En España hemos convertido el principio y el final de la vida en zonas de sombra. Ni se apoya a quienes quieren tener hijos, ni se cuida a quienes lo dieron todo. Tener un hijo es un lujo; envejecer con dignidad, un privilegio. Así de crudo.
Traer vida al mundo en este país se ha vuelto una decisión heroica: salarios bajos, vivienda inaccesible, horarios incompatibles, nulo apoyo institucional. Y cuando esa vida llega a su fin, la respuesta del Estado es el abandono: pensiones insuficientes, cuidados inasumibles, residencias convertidas en almacenes de cuerpos, sin supervisión ni humanidad.
A los mayores se los deja solos. No pueden contratar cuidadores, no acceden a plazas públicas dignas, y las pocas que hay están saturadas o mal gestionadas. Las condiciones laborales de los trabajadores impiden el trato digno, y la supervisión es casi simbólica. Lo que no se ve no existe.

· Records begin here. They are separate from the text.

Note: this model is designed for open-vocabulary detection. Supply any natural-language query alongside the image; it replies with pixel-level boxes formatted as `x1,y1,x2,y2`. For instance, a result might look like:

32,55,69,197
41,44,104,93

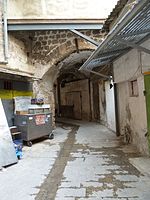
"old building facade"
2,0,149,155
0,0,110,127
81,0,150,155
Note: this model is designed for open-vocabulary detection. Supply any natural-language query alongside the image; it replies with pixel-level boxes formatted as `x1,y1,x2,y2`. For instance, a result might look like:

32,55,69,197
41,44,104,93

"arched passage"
33,48,94,123
9,27,105,126
55,52,91,121
33,36,96,79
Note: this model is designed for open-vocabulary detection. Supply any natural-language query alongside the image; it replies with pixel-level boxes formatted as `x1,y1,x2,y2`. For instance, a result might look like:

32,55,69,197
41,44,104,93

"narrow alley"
1,1,150,200
1,121,150,200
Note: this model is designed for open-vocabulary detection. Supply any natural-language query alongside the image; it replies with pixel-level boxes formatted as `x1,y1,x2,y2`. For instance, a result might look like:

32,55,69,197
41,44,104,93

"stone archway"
31,29,103,124
33,40,95,79
33,49,93,124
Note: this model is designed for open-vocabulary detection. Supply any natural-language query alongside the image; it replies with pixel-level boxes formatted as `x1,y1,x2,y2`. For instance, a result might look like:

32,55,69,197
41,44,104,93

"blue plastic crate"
13,139,23,159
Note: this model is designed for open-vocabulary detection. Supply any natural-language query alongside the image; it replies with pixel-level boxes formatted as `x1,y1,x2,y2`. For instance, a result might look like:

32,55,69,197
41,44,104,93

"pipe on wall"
2,0,8,63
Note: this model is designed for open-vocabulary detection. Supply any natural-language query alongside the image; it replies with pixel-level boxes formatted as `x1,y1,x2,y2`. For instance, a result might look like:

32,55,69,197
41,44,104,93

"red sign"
35,115,45,125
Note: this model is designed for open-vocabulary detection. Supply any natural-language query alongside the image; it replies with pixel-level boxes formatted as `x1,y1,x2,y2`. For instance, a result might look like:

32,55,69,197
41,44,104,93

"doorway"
144,74,150,150
66,91,82,120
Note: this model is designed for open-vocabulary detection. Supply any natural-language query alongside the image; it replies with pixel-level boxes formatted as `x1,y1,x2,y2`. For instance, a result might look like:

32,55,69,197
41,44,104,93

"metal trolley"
14,105,53,146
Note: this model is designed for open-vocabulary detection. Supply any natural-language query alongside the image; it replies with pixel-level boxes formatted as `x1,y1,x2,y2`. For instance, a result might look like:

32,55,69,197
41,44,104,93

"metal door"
144,75,150,150
66,91,82,120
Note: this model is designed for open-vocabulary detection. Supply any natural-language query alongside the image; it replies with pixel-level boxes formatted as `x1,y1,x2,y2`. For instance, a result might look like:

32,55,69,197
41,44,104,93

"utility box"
14,105,53,146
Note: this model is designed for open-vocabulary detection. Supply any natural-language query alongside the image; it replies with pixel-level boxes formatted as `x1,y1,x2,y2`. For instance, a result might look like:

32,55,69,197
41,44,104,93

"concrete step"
11,132,21,136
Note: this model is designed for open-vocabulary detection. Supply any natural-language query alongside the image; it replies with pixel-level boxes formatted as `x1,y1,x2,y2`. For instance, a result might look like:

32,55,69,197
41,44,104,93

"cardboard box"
16,111,28,115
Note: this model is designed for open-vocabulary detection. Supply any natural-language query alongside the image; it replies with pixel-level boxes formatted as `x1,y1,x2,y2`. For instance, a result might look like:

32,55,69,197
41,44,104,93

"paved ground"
1,121,150,200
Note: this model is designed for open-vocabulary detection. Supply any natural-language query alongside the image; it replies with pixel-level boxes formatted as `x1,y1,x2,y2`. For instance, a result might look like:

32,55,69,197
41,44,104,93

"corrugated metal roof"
80,0,150,73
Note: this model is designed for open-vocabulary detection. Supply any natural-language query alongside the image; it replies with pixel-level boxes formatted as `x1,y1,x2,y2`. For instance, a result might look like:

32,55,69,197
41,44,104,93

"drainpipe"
1,0,8,63
114,83,120,137
88,79,92,121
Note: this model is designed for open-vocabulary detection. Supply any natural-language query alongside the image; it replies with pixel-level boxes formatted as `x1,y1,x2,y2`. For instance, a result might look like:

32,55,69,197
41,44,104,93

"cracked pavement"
54,122,150,200
1,121,150,200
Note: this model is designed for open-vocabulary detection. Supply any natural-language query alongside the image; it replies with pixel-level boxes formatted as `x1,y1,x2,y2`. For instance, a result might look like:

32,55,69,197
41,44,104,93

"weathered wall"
33,69,58,123
113,47,149,155
4,30,102,79
98,81,107,125
109,0,139,31
32,30,102,78
8,34,35,75
60,79,90,120
32,29,103,122
140,38,150,73
1,2,33,69
105,81,116,132
8,0,117,19
113,49,139,83
0,1,4,62
91,81,100,121
4,29,103,125
92,80,116,132
0,32,35,77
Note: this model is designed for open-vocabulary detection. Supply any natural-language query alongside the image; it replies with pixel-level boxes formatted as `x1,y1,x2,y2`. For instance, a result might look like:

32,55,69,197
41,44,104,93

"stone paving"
54,122,150,200
0,125,69,200
1,121,150,200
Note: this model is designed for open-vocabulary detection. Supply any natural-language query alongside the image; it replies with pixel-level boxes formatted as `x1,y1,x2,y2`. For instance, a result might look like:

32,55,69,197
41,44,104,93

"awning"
8,19,104,31
80,0,150,77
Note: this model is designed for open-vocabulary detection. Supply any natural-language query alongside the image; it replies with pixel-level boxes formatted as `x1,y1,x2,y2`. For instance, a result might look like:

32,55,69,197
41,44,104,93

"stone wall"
31,29,104,124
6,29,104,125
32,30,103,78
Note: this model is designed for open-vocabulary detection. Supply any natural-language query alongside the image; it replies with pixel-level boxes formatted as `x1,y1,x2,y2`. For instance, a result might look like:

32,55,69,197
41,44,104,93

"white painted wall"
8,0,118,19
113,41,149,155
141,38,150,73
114,38,150,83
105,81,116,132
113,49,140,83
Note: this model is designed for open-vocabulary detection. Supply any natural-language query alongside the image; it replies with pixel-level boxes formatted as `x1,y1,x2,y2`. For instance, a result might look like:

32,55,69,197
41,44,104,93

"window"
129,80,138,97
4,81,12,90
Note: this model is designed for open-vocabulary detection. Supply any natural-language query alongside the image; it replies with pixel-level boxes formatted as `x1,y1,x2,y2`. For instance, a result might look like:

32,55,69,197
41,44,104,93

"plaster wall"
140,38,150,73
110,0,138,31
8,0,118,19
8,35,34,75
0,1,4,62
105,81,116,132
114,39,150,82
113,48,140,83
60,79,90,120
113,47,149,155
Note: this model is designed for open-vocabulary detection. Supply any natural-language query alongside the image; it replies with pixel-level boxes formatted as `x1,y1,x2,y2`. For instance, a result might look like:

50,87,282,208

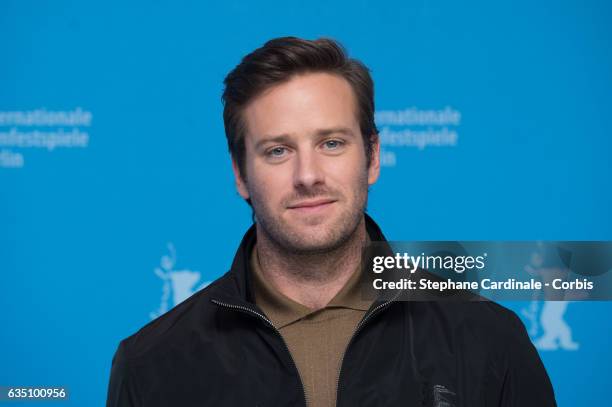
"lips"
287,199,337,213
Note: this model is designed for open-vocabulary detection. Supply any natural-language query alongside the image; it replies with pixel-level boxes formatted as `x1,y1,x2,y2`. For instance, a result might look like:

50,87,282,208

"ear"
231,158,250,200
367,134,381,185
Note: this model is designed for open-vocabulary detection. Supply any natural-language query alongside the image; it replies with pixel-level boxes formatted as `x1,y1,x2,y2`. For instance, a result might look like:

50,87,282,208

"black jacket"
106,214,556,406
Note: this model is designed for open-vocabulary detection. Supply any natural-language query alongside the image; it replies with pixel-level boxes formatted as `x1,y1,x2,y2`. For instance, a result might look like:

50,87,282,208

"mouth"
287,199,337,214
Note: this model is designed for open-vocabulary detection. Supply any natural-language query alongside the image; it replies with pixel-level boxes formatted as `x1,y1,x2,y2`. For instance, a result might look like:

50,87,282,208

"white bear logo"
521,242,579,351
150,243,210,319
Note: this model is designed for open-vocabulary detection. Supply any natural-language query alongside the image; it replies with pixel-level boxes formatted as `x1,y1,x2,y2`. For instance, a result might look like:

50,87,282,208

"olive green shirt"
250,244,372,407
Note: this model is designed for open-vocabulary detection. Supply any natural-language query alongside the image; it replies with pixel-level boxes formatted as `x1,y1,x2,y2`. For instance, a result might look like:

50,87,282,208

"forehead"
242,72,359,140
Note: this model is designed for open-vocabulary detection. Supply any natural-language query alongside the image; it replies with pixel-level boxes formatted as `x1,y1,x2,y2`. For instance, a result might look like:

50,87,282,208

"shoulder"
409,298,532,353
453,300,526,333
453,300,530,344
113,270,237,363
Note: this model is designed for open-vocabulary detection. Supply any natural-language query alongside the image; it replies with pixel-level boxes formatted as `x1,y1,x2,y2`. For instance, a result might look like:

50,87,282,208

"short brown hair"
222,36,378,181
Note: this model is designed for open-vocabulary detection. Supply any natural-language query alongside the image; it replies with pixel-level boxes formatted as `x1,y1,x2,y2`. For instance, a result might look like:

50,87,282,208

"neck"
255,216,368,310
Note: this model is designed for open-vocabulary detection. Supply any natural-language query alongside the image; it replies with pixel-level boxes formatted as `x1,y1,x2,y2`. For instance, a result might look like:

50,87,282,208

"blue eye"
267,147,287,157
323,140,344,150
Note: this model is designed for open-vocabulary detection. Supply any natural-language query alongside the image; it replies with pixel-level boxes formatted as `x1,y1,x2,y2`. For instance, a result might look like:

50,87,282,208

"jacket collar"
210,212,391,308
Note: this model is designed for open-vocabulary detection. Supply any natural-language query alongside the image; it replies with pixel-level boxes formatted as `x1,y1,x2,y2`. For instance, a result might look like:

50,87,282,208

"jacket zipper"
211,299,310,407
335,297,399,406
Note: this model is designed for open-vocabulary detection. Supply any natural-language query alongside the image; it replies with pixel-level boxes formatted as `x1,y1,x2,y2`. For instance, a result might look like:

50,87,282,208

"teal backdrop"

Este no es solo un fallo del sistema. Es una rendición moral. Un Estado que no protege a sus hijos ni honra a sus mayores no tiene futuro. Importamos población sin garantizar integración, mientras desatendemos a los nuestros. Es un suicidio demográfico, social y ético.
Estamos dinamitando los cimientos de nuestra casa. Y esperamos que otro venga a reconstruirla.